I’ve been on tablets now for 11 days. It’s not been the smoothest of sailing. My appetite has been very up and down. Some days (or even parts of the day) my appetite would be so huge. I would be starving until I took that first bite then I’d feel sick instantly. Other times I’d not be hungry at all despite not having eaten for hours.
My mood has also been equally up and down. Some parts of the day I would absolutely not want to speak to anyone and other parts I feel almost like myself again, able to hold a conversation and able to laugh at jokes. The evenings I feel a little more relaxed in the new place. I have my own space for the first time since I was born (excluding that year at uni). My housemate is very understanding if I want to just sit in my room and recuperate.
I’ve also been back at work for the week. After two weeks off at Christmas, two days working from home, one day in the office and leaving early, then a week and a half off sick, I found it really difficult to go back. I was desperate to get back into a routine but my anxiety was also sky high. I felt like all eyes would be on me and there would be tons of attention my way. Luckily the team at work are also pretty damn good at understanding my moods.
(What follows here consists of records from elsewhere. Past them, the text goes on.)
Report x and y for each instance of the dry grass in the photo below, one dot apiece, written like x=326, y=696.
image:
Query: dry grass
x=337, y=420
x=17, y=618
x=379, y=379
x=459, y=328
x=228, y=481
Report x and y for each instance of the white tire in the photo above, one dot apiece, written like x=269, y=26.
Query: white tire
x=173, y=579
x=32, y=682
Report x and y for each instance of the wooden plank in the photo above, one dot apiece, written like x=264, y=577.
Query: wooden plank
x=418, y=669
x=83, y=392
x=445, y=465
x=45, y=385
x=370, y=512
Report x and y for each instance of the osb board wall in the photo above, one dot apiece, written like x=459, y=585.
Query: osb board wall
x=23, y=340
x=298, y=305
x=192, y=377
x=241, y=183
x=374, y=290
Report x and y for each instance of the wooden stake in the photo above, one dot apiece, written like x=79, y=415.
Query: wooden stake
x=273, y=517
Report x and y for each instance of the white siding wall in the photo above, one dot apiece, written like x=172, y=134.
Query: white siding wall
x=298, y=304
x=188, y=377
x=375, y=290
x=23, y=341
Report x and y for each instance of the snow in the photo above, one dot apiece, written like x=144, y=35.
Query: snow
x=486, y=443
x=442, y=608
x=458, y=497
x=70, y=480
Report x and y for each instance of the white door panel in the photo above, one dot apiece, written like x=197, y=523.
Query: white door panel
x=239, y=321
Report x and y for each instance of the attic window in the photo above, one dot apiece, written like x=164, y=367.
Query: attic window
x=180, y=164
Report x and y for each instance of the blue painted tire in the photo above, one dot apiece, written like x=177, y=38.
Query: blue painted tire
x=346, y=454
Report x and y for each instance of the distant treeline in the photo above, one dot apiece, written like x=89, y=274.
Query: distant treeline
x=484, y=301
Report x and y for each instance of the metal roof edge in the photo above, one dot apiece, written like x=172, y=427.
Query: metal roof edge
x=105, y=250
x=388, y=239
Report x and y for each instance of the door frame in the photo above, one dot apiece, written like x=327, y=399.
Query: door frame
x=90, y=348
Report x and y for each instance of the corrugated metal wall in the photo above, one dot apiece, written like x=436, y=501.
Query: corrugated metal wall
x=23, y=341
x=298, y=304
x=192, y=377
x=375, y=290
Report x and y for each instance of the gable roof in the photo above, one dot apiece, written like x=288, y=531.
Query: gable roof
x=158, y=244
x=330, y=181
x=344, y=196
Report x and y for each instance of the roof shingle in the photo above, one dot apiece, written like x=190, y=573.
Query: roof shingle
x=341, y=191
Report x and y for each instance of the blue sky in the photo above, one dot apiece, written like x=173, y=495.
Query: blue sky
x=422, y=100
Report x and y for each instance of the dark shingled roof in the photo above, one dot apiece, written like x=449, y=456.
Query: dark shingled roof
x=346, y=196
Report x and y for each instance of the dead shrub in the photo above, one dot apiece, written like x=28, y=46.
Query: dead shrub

I’ve not been able to manage full days so I’ve been getting to work a little later than normal and leaving a little bit earlier but it’s definitely helped me ease back into a routine of some sort.
I’ve also been trying to make myself commit to some positive actions for my physical and mental health.
- Play more music. Record more music. Listen to more music. Sing more. – Do I even need to say any more? Music is the greatest healer, the best comforter and the number one thing to relax and bring a bit of joy. It’s also a powerful tool for social change. Case in point – Akala.
- Be sociable – Even if that means dragging people to the new house which is my comfort zone at the moment.
- Cook more – Making my own food is not only tasty and healthy, the process of cooking is also extremely therapeutic for me.
I’m still not even close to getting back to my normal self. I find it extremely exhausting trying to be “normal” for other people. It’s tiring to smile when I don’t want to. However, I’m actively forcing myself to take positive actions to improve my health so that I am smiling for real. It can be really hard and extremely scary, panic attack inducing even but it could also massively aid you in your recovery if you start to force yourself to do things that you’re scared of doing even though you know it’s good for you.
I’m determined to get better and I hope sharing my experiences will help you get better too.